Owen stared. "You haven't lifted a finger! It's I who have taken possession."

"Very true, you've done it all yourself." Fleda spoke gravely and gently, without a breath of coquetry. "But those are shades between which she's probably not obliged to distinguish. It's enough for her that we're repulsively intimate."

"I am, but you're not!" Owen exclaimed.

Fleda gave a dim smile. "You make me at least feel that I'm learning to know you very well when I hear you say such a thing as that. Mrs.
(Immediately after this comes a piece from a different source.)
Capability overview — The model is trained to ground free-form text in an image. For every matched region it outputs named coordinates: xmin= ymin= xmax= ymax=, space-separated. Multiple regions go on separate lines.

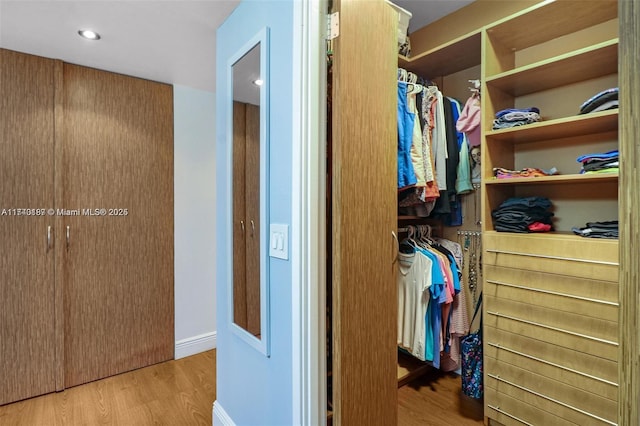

Brigstock came to get round me, to supplicate me," she went on; "but to find you there looking so much at home, paying me a friendly call and shoving the tea-things about—that was too much for her patience. She doesn't know, you see, that I'm after all a decent girl. She simply made up her mind on the spot that I'm a very bad case."

"I couldn't stand the way she treated you, and that was what I had to say to her," Owen returned.

"She's simple and slow, but she's not a fool: I think she treated me on the whole very well." Fleda remembered how Mrs. Gereth had treated Mona when the Brigstocks came down to Poynton.

Owen evidently thought her painfully perverse. "It was you who carried it off; you behaved like a brick. And so did I, I consider. If you only knew the difficulty I had! I told her you were the noblest and straightest of women."